Neuplattierung des Aldenrader Marktes nach dem Schützenfest

Die notwendigen Kanalbauarbeiten vor der Neuplattierung des Kometenplatzes laufen schon seit Tagen.
Die notwendigen Kanalbauarbeiten vor der Neuplattierung des Kometenplatzes laufen schon seit Tagen.
Foto: Funke Foto Services
Was wir bereits wissen
Vorbereitende Arbeiten haben begonnen. Wirtschaftsbetriebe erneuern derzeit die Kanalrohre. Platzneugestaltung kostet knapp 800.000 Euro.

Aldenerade..  Für knapp 800 000 Euro wird der Kometenplatz in Aldenrade umgebaut. Vorbereitende Arbeiten haben bereits begonnen. Die Neugestaltung wird voraussichtlich im Spätsommer oder Herbst beginnen.

Auf dem eigentlichen Platz, der als Markt- und Aufenthalts-, aber auch Partyfläche genutzt wird, sind in den vergangenen Tagen bereits neue Abwasserrohre verlegt worden. Jetzt gehen die Arbeiten in Richtung Bezirksamt weiter. Diese Aufgaben müssen erledigt sein, bevor neues Pflaster gelegt wird, das den Platz optisch aufwertet.

Die Fläche komplett zu ändern, ist laut Stadt Duisburg nicht möglich. Bezirksamtsleiter Jürgen Scherhag erläuterte bereits vor geraumer Zeit in der Bezirksvertretung, warum das nicht machbar ist: Die Fläche werde ganz unterschiedlich genutzt, müsse Fahrzeuge aushalten (etwa die der Markthändler) und schwere Lasten tragen (etwa zu Kirmeszeiten). Sie dürfe nicht durch Sitzgelegenheiten und Bäume so zugebaut werden, dass sie nur noch umständlich zugängig oder für Großveranstaltungen wie Weiberfastnacht ungeeignet werde.

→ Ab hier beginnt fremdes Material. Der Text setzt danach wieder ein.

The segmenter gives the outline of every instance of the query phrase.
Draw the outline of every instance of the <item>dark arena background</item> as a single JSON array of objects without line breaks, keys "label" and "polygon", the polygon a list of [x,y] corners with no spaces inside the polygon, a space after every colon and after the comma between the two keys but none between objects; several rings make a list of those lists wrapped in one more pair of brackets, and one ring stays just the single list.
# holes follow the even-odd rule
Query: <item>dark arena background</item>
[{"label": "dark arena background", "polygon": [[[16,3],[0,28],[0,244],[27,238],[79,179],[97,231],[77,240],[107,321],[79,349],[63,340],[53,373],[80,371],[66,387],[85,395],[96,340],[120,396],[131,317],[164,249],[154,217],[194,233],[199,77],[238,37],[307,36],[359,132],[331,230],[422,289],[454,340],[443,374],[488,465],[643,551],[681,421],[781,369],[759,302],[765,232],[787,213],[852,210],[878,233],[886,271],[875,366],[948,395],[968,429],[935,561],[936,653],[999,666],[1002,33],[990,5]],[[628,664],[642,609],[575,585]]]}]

Markt zieht vorübergehend um

Die Kosten

Die Ausschreibung ist erfolgt, bis Ende dieser Woche haben Baufirmen die Möglichkeit, ihre Angebote abzugeben. Anschließend werden die Angebote geprüft, der günstigste Anbieter erhält den Zuschlag. Die Arbeiten werden auf keinen Fall unverzüglich beginnen. Erst nach dem Ende des Schützen- und Volksfestes des BSV Aldenrade-Fahrn 1837 (Mitte August) dürfen die Handwerker anrollen. Während des Schützenfestes wird der Platz für die Kirmes benötigt. Mit der Fertigstellung des Pflasters wird im kommenden Winter gerechnet.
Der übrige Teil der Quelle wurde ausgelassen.